Meaningful differentiators of professional services firms
Too many professional services firms spend far too long trying looking for one out-of-the-box differentiator to beat all the rest. Only rarely is it possible.
Some professional services firms make the lame claim that their differentiation is their people. Let’s face it, all people are different, but good and great and kind and generous and community-spirited and glamorous and well-connected and committed and ethical and friendly folk are in just about every professional services firm.
Here’s what our research reveals as powerful differentiators which corporate and institutional clients can both discern and regard as important.
Most importantly, this cluster of six differentiators drives their buying behaviour.
- Understanding the client and their business – not just superficially, but intimately.
- Always putting the client’s interests first.
- Delivering value for money – and being accountable for results and outcomes connected with their investment in your work.
- Your strong commitment to help – enthusiastic support for them, willingness to work with them to realise their purpose, and never shying away from the task.
- Ease of dealings and communicating well – making it comfortable for them.
- Flexibility – doing it their way and accommodating client needs and changes.
There is a second cluster of differentiators of professional services firms which clients also detect.
For most clients surveyed, these differentiators are less closely linked to their current buying behaviour and intentions regarding selection of future professional services providers.
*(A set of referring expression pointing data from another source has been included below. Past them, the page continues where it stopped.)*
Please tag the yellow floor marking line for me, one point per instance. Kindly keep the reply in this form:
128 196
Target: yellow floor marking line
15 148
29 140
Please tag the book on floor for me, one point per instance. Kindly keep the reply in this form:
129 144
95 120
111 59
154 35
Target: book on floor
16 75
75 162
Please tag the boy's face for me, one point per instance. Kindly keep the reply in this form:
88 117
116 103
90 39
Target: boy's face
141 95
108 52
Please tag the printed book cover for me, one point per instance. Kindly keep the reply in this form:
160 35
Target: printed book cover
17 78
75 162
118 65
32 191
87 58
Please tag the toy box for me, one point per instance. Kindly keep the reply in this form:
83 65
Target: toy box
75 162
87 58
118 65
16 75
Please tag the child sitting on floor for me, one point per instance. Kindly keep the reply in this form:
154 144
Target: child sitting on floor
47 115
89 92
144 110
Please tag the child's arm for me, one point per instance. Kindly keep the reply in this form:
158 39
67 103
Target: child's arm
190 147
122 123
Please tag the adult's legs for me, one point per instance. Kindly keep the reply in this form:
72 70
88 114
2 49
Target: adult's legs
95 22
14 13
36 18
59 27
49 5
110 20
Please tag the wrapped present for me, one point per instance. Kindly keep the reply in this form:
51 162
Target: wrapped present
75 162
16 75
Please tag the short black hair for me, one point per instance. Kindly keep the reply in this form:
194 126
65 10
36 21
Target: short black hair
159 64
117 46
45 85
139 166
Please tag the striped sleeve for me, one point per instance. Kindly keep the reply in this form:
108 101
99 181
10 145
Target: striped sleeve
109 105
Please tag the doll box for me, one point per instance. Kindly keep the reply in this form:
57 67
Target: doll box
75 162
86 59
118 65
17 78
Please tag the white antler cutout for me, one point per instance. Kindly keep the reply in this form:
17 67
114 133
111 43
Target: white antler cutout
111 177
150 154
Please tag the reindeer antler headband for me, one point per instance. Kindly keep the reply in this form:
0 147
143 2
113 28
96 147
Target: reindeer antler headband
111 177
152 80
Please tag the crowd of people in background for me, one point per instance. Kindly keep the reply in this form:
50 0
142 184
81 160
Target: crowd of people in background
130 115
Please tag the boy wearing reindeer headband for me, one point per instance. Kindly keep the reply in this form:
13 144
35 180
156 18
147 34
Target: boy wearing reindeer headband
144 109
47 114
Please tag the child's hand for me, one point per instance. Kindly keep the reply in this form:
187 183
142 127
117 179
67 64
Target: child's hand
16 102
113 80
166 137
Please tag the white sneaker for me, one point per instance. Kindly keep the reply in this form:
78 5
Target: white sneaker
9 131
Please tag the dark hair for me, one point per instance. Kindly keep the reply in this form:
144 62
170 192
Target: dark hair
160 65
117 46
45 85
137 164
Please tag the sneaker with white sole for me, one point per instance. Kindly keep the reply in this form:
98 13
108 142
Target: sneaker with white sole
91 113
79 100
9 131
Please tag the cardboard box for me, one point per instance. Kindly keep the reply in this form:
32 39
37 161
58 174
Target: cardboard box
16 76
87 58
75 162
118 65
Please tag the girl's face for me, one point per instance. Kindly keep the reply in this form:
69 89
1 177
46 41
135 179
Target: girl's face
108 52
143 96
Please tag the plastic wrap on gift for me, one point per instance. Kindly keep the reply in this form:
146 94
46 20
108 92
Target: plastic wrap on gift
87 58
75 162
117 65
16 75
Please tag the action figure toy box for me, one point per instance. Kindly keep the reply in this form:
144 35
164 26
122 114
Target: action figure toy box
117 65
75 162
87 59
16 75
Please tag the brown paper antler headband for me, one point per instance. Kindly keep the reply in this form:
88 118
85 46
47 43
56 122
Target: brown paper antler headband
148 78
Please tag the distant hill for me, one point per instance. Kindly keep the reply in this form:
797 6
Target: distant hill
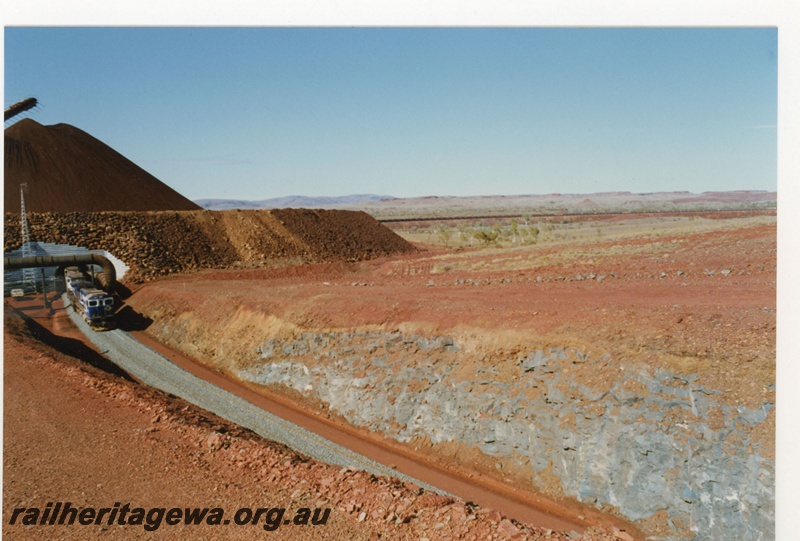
68 170
292 201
- Technical expertise – mostly a given, however, in rare areas, this is the key differentiator.
- Technology – nice to have, but not core to most service segments.
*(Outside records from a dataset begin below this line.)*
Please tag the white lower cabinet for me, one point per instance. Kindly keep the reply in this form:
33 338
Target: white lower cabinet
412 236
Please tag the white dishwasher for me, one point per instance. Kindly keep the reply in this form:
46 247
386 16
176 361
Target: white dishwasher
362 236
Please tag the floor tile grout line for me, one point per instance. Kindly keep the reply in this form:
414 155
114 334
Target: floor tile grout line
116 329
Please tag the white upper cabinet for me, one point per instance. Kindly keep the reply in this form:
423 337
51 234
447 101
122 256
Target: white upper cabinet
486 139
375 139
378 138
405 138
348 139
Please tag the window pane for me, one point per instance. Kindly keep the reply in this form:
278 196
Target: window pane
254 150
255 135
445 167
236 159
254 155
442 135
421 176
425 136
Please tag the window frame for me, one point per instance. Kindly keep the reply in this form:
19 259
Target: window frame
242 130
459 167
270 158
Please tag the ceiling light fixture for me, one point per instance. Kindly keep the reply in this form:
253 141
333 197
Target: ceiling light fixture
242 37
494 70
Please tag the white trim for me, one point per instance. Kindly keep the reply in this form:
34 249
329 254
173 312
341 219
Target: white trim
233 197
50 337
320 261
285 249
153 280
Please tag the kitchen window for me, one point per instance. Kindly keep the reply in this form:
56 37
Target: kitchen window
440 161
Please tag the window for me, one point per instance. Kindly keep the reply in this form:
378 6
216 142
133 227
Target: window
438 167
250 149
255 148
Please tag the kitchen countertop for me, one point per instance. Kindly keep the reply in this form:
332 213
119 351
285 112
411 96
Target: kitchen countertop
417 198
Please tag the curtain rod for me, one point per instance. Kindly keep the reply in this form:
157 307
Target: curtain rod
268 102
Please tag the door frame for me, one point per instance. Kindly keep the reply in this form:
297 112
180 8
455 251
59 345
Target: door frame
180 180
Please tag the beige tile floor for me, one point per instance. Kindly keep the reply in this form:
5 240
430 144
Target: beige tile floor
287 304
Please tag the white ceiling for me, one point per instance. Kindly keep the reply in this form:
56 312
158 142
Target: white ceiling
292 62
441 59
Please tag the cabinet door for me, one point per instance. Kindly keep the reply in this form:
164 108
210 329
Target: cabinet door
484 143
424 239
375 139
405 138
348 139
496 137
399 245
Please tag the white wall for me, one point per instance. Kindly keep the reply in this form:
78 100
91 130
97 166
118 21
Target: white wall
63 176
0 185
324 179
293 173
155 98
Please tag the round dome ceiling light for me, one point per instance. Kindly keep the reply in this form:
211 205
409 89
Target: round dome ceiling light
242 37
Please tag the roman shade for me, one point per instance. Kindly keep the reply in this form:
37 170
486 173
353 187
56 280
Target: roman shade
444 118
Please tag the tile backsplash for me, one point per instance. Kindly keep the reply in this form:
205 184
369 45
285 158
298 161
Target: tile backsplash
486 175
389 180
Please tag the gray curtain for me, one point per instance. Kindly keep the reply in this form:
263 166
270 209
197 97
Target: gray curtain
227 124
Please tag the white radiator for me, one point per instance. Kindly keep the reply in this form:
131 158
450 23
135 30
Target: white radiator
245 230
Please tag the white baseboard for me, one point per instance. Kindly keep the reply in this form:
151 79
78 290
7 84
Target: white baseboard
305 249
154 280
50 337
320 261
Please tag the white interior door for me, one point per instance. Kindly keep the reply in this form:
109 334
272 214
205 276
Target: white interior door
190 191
- Brand, profile, and reputation – many brands are acceptable to most of these consumers and reputation impacts more in the negative than positive.
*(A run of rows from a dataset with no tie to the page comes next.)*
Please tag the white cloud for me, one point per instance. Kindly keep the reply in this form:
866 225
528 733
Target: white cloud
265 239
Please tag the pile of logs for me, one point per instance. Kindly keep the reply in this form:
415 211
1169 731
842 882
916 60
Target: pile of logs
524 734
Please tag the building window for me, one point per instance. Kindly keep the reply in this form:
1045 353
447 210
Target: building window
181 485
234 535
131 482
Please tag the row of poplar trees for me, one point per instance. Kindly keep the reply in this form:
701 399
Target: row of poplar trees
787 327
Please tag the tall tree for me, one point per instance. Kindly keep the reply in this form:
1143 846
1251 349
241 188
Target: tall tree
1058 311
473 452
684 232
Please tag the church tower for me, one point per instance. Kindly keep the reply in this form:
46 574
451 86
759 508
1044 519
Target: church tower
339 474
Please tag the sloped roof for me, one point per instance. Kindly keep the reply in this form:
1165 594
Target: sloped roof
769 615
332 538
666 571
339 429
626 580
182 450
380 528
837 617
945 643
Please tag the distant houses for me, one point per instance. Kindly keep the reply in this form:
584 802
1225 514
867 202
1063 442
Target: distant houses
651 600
- Range of services – the quest of so many professional services firms for the “one stop shop” is not valued by many large consumers.
- Wide geographical reach – highly relevant only to a restricted subset of these clients.
- Quality systems – clients mostly can’t tell whether they make any difference at all but think they’re probably a good thing.
The lesson: if you want meaningful differentiation, focus your efforts on the first six items which we find closely link to buying behaviour among corporate and institutional clients.